What is ISO 27001?

ISO/IEC 27001:2013 is an information security standard that was published in September 2013[1] It supersedes ISO/IEC 27001:2005 and is published by the International Organization for Standardization (ISO) and the International Electrotechnical Commission (IEC) under the joint ISO and IEC subcommittee, ISO/IEC JTC 1/SC 27.[2]

It is a specification for an information security management system (ISMS).

Organizations that meet the standard may be certified compliant by an independent and accredited certification body on successful completion of a formal compliance audit.

ISO 27001 Information Security Management System (ISMS) is a comprehensive approach to keep confidential corporate information secure. It encompasses people, processes and IT systems and helps your business coordinate your security efforts consistently and cost effectively.

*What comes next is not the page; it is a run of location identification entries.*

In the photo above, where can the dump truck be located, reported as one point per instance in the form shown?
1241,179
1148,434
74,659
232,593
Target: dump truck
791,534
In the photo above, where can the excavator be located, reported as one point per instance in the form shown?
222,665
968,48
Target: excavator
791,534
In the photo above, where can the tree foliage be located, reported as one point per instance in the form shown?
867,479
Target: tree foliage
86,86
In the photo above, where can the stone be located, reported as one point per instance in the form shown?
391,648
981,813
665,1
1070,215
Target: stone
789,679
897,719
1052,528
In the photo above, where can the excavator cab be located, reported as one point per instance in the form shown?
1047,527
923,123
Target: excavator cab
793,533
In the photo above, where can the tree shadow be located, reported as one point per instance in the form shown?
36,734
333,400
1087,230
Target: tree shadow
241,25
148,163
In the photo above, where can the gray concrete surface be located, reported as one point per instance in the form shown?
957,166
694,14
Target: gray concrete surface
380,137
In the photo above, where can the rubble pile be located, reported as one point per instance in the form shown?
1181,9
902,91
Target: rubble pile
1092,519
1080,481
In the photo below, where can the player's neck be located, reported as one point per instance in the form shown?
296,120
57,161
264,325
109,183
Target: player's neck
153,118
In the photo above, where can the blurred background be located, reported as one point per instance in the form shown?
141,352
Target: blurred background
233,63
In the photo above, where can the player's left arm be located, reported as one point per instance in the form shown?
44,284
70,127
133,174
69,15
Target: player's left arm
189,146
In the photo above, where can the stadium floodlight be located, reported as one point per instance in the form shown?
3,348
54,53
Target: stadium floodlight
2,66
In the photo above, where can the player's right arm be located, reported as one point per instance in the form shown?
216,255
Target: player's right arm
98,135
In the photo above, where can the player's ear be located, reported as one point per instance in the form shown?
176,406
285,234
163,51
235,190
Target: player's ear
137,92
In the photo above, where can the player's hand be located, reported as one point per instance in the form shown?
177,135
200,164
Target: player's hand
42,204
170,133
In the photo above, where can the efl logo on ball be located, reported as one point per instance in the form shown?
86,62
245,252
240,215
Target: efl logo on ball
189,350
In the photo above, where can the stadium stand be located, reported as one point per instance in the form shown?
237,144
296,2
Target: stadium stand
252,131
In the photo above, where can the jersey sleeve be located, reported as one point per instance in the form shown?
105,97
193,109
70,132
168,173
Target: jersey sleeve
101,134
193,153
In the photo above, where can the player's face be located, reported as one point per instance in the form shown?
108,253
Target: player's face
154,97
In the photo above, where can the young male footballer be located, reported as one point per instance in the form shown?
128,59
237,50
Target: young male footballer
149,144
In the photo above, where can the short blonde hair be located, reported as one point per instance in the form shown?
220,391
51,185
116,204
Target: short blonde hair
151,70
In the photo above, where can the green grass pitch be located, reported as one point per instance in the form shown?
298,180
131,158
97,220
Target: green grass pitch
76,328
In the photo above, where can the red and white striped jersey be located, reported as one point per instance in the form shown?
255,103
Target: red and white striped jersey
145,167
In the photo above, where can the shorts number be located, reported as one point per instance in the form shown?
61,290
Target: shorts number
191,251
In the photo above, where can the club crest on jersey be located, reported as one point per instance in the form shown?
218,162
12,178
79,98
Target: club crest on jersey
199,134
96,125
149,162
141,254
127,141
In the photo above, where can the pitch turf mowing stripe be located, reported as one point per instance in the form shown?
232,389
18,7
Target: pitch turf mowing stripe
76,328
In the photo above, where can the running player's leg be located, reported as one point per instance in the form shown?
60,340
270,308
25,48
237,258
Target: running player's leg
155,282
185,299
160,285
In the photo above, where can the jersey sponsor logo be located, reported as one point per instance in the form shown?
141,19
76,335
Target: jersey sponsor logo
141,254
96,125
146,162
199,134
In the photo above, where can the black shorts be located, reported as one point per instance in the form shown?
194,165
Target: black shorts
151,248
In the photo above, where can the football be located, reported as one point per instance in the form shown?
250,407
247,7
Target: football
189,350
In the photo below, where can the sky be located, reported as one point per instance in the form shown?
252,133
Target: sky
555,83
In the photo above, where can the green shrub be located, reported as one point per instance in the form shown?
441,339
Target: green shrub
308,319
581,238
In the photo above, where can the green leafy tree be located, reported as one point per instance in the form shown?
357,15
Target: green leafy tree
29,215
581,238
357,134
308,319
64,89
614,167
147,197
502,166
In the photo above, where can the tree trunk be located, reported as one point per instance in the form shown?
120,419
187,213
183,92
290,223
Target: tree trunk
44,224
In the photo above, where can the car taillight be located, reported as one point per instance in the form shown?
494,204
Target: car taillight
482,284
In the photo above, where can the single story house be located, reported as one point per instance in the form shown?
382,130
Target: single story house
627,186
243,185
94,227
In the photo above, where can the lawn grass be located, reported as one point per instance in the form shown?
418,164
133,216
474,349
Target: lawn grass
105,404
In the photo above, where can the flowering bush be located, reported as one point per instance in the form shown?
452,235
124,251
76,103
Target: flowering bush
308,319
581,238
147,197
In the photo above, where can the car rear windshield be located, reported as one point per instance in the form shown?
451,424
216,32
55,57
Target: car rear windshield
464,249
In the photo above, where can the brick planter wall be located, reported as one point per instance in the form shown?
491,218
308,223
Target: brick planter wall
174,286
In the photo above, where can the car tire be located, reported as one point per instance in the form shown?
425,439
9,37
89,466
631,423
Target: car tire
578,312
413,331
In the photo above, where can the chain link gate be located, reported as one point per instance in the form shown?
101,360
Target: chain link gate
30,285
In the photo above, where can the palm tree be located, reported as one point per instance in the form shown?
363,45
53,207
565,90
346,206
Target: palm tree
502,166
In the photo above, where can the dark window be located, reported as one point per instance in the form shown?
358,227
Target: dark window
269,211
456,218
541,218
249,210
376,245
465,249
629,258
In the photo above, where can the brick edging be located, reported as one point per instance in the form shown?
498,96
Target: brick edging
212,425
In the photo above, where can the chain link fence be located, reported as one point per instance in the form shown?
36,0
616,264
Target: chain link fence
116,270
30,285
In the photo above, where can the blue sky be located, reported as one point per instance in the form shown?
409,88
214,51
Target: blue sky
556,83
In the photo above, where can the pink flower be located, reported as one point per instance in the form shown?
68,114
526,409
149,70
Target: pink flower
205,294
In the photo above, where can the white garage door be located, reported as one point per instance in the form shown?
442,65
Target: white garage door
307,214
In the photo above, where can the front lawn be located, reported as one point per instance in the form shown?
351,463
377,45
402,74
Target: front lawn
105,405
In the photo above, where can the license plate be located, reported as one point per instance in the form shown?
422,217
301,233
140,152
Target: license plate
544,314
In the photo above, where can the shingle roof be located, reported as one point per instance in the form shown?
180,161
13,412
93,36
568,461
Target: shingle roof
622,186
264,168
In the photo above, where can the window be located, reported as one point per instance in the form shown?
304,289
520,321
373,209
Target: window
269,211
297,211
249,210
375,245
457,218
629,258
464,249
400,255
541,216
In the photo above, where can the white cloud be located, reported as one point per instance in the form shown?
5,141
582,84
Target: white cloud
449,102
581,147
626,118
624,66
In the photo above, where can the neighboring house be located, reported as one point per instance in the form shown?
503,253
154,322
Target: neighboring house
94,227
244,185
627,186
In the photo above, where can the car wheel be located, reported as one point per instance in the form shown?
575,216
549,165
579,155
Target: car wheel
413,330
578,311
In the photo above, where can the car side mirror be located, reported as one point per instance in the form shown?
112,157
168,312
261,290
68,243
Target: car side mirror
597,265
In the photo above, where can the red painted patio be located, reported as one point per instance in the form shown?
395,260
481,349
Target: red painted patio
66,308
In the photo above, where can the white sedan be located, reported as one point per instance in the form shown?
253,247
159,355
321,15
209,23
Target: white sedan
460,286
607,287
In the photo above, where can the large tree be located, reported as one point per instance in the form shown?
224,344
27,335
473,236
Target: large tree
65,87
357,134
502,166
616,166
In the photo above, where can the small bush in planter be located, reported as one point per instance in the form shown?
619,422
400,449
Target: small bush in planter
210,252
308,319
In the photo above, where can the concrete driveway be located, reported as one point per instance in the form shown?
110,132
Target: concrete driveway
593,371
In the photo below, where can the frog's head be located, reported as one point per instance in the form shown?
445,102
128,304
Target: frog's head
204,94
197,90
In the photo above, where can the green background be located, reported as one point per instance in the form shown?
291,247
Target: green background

Its easy to understand why clients and customers wouldn’t do business with your company if you can’t promise their information is protected. After all, data is one of the most valuable assets any business has today. ISO 27001 will protect your business from a comprehensive list of security threats including internet fraud, PC or laptop theft, overseeing of transactions and more.

Why implement an ISMS?

An ISMS offers several significant benefits to both the organization and its customers especially in the protection of private information.​

  • It ensures suitable security controls are in place – The intensive risk assessment and other processes involved in implementing the ISMS help to verify that any security controls and strategies are appropriate, cost effective, and prioritized to address the core security needs of the organization.​
  • It demonstrates a commitment to security best practice – The existence of an ISMS is a powerful demonstration to an organization’s customers of its commitment to information security. Customers can be confident that an ISMS-compliant organization understands and implements industry best practice. Certification of the ISMS provides independent and unbiased evidence of this compliance.​
  • It ensures compliance with third party obligations – Many organizations will have external responsibilities with regard to the data in their possession. These may concern privacy, intellectual data ownership, or, in an increasingly regulatory environment, legal issues. An ISMS can greatly assist an organization in the fulfillment of such requirements.​
  • It assists in complying to legislation around protection of personal information – There has been a steady increase in compliance requirements globally to protecting personal information.  POPI in South Africa was fully enacted on 1 July 2020.  GDPR (General Data Protection Requirements) has been in place for a couple of years and is the European Union regulations regarding protection of Personal information. For these and other country Personal information regulations, they all require the implementation of an Information Security Management System.